When a company’s employees start using machine learning, some of them expect to build models immediately with desired results. And although some processes are similar to engineering magic, there are essential non-technical issues that need to be addressed. If you correctly identify these issues and process data with proper quality, then the probability of your project’s successful implementation will greatly increase. The following tips will help to save the time of any manager or engineer leaping into machine learning.
First, ask the right questions — they are the hardest part of the ML world. The goal of any project is to answer the following questions: what is this, who wrote it, what patterns are there, how much will it cost?
Asking specific questions that need to be answered will help you to determine the objective function. Without posing them, your team can waste many hours collecting, cleaning, modelling and result in a useless product. Such failures can reduce the perceived value of machine learning in your company.
To avoid this, before promoting the project, you must clearly ask the question you want to find the answer to. Then you must determine the objective function (for example, maximise accuracy) that you plan to use for measuring your progress. Even if your first question may not be quite correct, at least you will make progress towards a specific goal.
90% of the effort is collecting and pre-processing data, and only 10% is testing, debugging, and operating the created model. With shallow learning, you must study the information and its technical features and then translate it into a suitable format. Even if you use deep learning, data needs to be studied and transformed in order to get acceptable performance. And although many operations are performed by a few lines of code using libraries, studying the data and checking for suitability is still time-consuming.
Function development requires a complete understanding of the business specifics. Proper functions can significantly improve the result, so you cannot just charge a data scientist with solving a problem. People who start using ML in your company must have enough time to prepare and study the data. Mind the effort required to complete the preparatory phase.
Most likely, in the production environment, you do not collect all the data you are hoping for. Therefore, it is better to be prepared in advance that further improvements may be required. So plan the data pre-processing phase with a margin of time for managing expectations.
Machine learning and deep learning produce results based on some kind of mathematical transformation performed with training data. These algorithms can find regularity in data that people are not able to detect. However, the model cannot think and make decisions. It only adjusts values in order to maximise or minimise its objective function. Try this model on a different data set and you will realise how specific its ‘knowledge’ is.
You need to think why the model makes such a conclusion, whether it correlates with real data, and whether there will be unexpected consequences of use. It is important to pay attention to these questions because it is often easier to take the conclusion (i.e. the forecast) of the model and use it without taking into account possible bias. Since the model does not ‘think,’ it will not adapt to your ethics unless you include this clause in the objective function and training data.

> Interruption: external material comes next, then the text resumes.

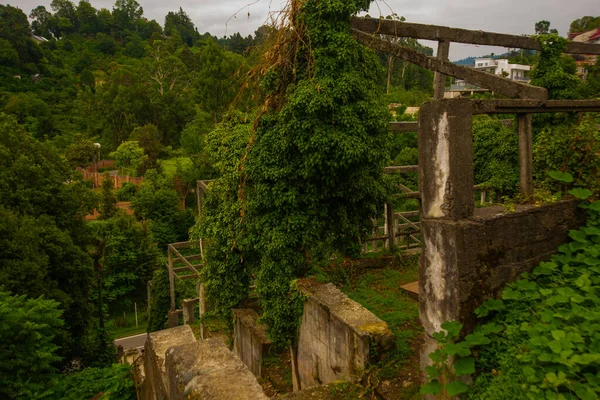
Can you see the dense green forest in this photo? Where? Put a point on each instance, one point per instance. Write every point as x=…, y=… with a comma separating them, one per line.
x=172, y=105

Although machine learning tools and techniques are rapidly developing, there is a number of additional considerations that must be taken into account and used as well. Focusing on the right goal, processing the data with the proper quality, evaluating the output results must be done every time you implement a project using machine learning. As the technical capabilities of machines grow exponentially, we all need to promote our machine learning support activities faster and zealously.